July 14, 2013
The following is the most comprehensive and up-to-date information that I have found on Hadoop. It was written by Kai Wähner (see bio at the end) on July 9, 2013 right after the Hadoop Summit.
Big data becomes a relevant topic in many companies this year. Although there is no standard definition of the term „big data“, Hadoop is the de facto standard for processing big data. Almost all big software vendors such as IBM, Oracle, SAP, or even Microsoft use it. However, when you have decided to use Hadoop, the first question is how to start and which product to choose for your big data processes. Several alternatives exist for installing a version of Hadoop and realizing big data processes. This article discusses different alternatives and recommends when to use which one.
Alternatives for Hadoop Platforms
The following picture shows different alternatives for Hadoop platforms.
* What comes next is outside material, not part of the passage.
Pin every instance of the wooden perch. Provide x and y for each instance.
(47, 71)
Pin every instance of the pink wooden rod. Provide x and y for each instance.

You can either install just the Apache release, choose one of several distributions of different vendors, or you can decide to use a big data suite. It is important to understand that every distribution contains Apache Hadoop, and that almost every big data suite contains or uses a distribution.
Let’s now take a closer look at the different alternatives, beginning with Apache Hadoop in the next section.
The current Apache Hadoop project (version 2.0) includes these modules:
- Hadoop Common: The common utilities that support the other Hadoop modules.
- Hadoop Distributed File System (HDFS): A distributed file system that provides high-throughput access to application data.
- Hadoop YARN: A framework for job scheduling and cluster resource management.
- Hadoop MapReduce: A YARN-based system for parallel processing of large data sets.
It is very easy to install it as standalone installation on a local system (just unzip, set some environment variable, and start using it). However, this is just for getting started and doing some basic tutorials.
If you want to install it on one or more „real nodes“, installation becomes more complex.
Problem 1: Complex Cluster Setup
Pseudo-distributed mode installation helps you to simulate a multi node installation on a single node. Instead of installing Hadoop on different servers, you can simulate it on a single server. Even in this mode, you already have to do a lot of configuration. If you want to setup a cluster with several nodes, it becomes more complex, of course. If you are no experienced administrator, you have to struggle a lot with user rights, problems with access rights, and such stuff.
Problem 2: Usage of Hadoop Ecosystem
In Apache all projects are independent. This is a good thing! However, the Hadoop ecosystem contains not just Hadoop, but many other Apache projects such as
- Pig: A platform for analyzing large data sets that consists of a high-level language for expressing data analysis programs, coupled with infrastructure for evaluating these programs.
- Hive: A data warehouse system for Hadoop that offers a SQL-like query language to facilitate easy data summarization, ad-hoc queries, and the analysis of large datasets stored in Hadoop compatible file systems.
- Hbase: A distributed, scalable, big data store with random, real time read/write access.
- Sqoop: A tool designed for efficiently transferring bulk data between Apache Hadoop and structured data stores such as relational databases.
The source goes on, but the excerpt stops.